The purpose of Massively Parallel Processing (MPP) is to scale out compute nodes and reduce workload per compute node to query large volumes of data.
Control Node
There will always be 1 Control Node that is used to connect to and manage the SQL Pool. The data in a table is always sharded into 60 data distributions that are stored on premium blob storage. The picture above is an example of DWU 2000.
Compute Nodes and Scaling
You can scale from 1-60 Compute Nodes by choosing a Data Warehouse Unit (DWU). As the DWU increases the number of Distributions per node decreases. (60/Compute Nodes = Distribution per node). DWU 2000 is 60/4 = 15 distributions per node. Data Warehouse Units are also how you scale the amount of Memory per data warehouse, size of the TempDB, and the amount of Adaptive Cache.

Data Distribution
How the data is sharded across the distribuitions is determined by one of three table geometries. Hash-Distributed, Round Robin (Default), and Replicated Table. Distributed tables design guidance – Azure Synapse Analytics
Hash-Distributed will divide the data by using a hashing function on a single column. This is to make sure that the same value always goes to the same distribution. Data Types matter as an Integer is not the same as a Big Integer.

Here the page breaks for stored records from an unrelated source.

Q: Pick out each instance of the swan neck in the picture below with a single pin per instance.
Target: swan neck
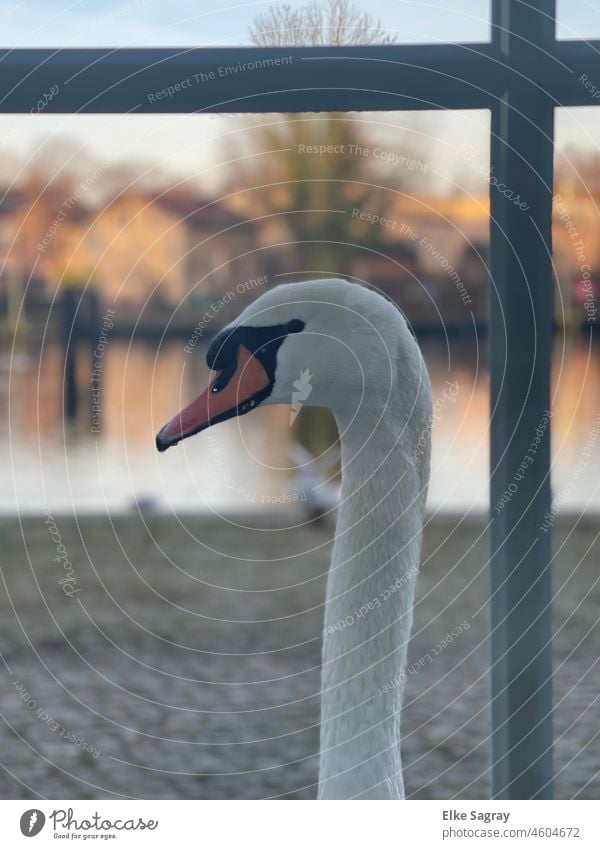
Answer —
(368, 613)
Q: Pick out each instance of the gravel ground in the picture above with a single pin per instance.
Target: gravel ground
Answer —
(185, 664)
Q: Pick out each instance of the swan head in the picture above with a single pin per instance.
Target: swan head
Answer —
(326, 343)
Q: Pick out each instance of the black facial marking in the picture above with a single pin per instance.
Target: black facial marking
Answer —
(262, 342)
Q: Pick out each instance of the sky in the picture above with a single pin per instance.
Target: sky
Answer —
(194, 144)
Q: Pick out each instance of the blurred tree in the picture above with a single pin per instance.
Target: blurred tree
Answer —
(312, 195)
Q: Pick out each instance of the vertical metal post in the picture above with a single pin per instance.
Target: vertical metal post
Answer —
(520, 359)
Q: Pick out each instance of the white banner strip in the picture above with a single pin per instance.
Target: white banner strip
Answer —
(301, 824)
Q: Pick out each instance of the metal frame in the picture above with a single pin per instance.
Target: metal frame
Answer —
(521, 75)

Round Robin table will evenly divide the data across data distributions and is great for staging or loading tables but will slow down queries based on data movement.
Replicated Tables start off as Round Robin but will create a copy of a table that is cached at each compute node when it is first read. Great for small (>2GB), static, dimension tables.
The best way to see the MPP architecture in action is to use the DBCC PDW_SHOWSPACEUSED (‘tablename’) command. The “rows” column will show if the data is distributed evenly (RR) or not (HD). The pdw_node_id shows how many compute nodes are being used. The distribution_id will show how many distributions are mapped to each compute node.